Yine bu dönem, bir kez daha zihin-psikoloji-fiziksel bedenin ayrışamaz bütün halinde bulunduklarının göstergesi oldu. Hassas bir konu var hayatımda son aralık ayından beri, pek çoğunuzun bildiği, ama artık olup- bitti diye rafa kaldırılan. Annem. Onun dünyamızdan ayrılışı. Olup- biten, ölüp- giden, yitip- kaybolan. Ben bile kendimin merkezinde yoğuşarak dersten derse koşar, sosyalliğimin doruklarında dolaşır ve hayhuya kendimi kaptırırken; bir güzel unutu- unutuveriyorum anacığımı dünya gözümle artık göremeyeceğimi. Sesini dünya kulağımla işitmeyeceğimi. Teninin kokusunu filan unutuveriyorum sanki. Sanki. Hâlbuki tek başıma yatağa uzanmışsam, uyku da hemen uğramıyorsa, hele de bu son sefer ki gibi uzun yatak istirahatindeysem; bir hüzündür, bir suçluluklar silsilesidir basıveriyor. Geçen gece işte, hastalığın ruha da işleyişiyle, tek başımayken olmadık bir kitabın, olmadık bir yerinde başladım zırlamaya. Oldukça uzun bir ağlama nöbeti. S. geldiğinde yanıma, sızlandım ona, pek çok toplumlarda, hele de eskilerde, insanlar yas tutarlar. Böylece o gidiş oldu- bitti olmaz, herkes de insanı büyük ihtimal karalar bağlamış görünce ona göre davranır, hassasiyet gösterir, ölüm böylece hayatın içersinde yer bulabilir, ölüm elle tutulur bir gerçek olarak yaşanır.

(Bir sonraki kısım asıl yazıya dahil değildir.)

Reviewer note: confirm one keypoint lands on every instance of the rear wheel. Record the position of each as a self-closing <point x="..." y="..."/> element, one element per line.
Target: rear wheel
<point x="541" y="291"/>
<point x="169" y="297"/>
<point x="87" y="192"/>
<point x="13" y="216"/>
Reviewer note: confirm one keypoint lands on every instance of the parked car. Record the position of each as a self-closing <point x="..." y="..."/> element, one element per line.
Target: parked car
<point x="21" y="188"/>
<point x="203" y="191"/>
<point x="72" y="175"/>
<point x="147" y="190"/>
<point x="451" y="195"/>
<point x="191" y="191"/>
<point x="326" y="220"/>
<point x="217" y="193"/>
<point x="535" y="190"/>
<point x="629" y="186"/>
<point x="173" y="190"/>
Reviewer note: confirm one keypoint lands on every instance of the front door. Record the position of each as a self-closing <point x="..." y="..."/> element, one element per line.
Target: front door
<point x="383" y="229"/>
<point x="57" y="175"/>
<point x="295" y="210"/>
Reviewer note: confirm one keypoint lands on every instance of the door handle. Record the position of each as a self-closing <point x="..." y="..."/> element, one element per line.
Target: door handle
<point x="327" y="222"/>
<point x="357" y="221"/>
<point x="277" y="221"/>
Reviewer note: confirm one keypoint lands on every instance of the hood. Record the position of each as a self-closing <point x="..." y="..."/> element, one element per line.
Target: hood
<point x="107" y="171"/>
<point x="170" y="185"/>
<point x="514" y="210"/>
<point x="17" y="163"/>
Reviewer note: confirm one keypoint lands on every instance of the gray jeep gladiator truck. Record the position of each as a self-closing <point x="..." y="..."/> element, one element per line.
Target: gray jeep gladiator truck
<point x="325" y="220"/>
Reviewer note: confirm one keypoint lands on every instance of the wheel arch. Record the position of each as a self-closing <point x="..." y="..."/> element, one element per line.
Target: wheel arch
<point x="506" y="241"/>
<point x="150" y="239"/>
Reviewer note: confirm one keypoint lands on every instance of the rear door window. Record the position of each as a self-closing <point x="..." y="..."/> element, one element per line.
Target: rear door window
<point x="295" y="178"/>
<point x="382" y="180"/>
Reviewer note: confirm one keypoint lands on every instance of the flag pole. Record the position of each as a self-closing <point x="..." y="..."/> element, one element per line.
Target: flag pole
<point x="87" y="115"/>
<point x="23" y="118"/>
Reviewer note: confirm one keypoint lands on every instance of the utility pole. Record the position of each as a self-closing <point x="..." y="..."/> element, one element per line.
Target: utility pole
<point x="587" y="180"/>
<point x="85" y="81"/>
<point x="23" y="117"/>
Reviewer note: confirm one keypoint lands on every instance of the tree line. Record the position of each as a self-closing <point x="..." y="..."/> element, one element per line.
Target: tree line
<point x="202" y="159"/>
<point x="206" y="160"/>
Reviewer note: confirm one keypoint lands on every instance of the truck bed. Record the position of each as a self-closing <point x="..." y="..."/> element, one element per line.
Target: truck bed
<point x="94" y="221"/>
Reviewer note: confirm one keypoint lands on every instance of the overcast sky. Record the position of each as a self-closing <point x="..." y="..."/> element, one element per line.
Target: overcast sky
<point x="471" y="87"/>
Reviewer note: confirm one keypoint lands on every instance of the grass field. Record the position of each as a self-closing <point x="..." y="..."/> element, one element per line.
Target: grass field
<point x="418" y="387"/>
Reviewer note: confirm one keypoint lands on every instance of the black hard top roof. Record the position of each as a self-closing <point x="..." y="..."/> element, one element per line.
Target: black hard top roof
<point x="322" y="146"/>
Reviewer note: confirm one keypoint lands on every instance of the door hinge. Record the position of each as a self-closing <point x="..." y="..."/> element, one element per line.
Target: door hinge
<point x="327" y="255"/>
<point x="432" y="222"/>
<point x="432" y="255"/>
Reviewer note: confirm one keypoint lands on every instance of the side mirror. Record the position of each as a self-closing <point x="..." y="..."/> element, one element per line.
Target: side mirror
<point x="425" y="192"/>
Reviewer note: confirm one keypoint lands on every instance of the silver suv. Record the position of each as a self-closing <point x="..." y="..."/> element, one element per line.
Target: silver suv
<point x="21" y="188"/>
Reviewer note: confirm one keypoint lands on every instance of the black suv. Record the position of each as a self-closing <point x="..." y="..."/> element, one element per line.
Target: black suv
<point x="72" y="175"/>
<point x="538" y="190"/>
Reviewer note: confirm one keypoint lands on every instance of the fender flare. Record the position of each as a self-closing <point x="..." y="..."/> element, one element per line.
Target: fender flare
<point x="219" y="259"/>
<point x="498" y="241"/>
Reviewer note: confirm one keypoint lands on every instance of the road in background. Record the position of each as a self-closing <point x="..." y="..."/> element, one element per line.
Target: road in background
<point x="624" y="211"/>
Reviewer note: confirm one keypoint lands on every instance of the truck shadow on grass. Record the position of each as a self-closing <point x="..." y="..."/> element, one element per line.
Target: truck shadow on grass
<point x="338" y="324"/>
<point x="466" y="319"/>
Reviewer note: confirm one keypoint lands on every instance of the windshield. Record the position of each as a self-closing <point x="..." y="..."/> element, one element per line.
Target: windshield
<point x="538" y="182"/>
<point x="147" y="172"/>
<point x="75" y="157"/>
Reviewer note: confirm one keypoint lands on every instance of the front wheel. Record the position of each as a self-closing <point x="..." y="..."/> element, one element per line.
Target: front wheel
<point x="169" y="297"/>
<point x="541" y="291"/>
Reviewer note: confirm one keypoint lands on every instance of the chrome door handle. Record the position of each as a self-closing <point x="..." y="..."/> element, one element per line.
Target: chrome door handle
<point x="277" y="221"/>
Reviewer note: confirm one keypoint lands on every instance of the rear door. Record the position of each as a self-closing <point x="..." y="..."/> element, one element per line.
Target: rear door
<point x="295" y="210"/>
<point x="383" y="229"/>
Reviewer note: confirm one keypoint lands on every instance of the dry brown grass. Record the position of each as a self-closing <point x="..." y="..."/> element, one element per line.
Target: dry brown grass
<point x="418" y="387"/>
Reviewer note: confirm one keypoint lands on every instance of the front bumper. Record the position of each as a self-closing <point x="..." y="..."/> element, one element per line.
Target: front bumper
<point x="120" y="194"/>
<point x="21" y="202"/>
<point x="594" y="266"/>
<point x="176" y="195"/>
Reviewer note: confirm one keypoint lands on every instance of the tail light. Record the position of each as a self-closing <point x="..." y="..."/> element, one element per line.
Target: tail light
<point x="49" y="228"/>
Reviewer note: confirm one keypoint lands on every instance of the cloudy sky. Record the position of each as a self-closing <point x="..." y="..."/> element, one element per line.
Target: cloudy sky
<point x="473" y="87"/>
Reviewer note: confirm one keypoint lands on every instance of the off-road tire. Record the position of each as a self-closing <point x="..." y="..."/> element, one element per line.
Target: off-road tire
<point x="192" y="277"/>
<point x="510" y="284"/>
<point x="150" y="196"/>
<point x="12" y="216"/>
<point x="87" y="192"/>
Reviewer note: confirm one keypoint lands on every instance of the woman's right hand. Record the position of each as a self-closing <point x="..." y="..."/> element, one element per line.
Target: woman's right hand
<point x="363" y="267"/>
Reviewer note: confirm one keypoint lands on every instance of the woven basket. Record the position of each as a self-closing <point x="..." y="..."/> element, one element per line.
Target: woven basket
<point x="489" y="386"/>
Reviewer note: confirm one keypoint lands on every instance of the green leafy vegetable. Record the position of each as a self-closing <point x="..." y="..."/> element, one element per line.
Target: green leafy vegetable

Bu öldü- bitti dönemimle beraber alttan alta hayatımda yer alan bir kaç hastalık, direnç düşüklüğü eğer oldu- bitti'ye gelmeseydi, yine de olur muydu? Bilemem. Ancak şu yaşıyor olduklarım hep bana gösteriyor ki, bedenim düşüncemin ürünü, bedenimle var olurken "ben", kalp acıları bedenimi de tutuyor. Sağlık da ondan, hastalık da.
Geçen bir hafta bir güzel durdurdu beni. Düşündürdü beni. Ara verdirdi yaşamıma. Yaşantıladıklarıma yenilerini eklememe mahal bırakmadı. Her fenomen gibi, bunun da yaramaz tarafları kadar, yarayan kısımları da mevcuttu. Galiba en güzeli doya doya ağlamaktı. Ve böyle zor bir dönemden geçerken, fazla yara bere almamı engelleyen yogimtraklığın verdiği anlayış açıklığıydı.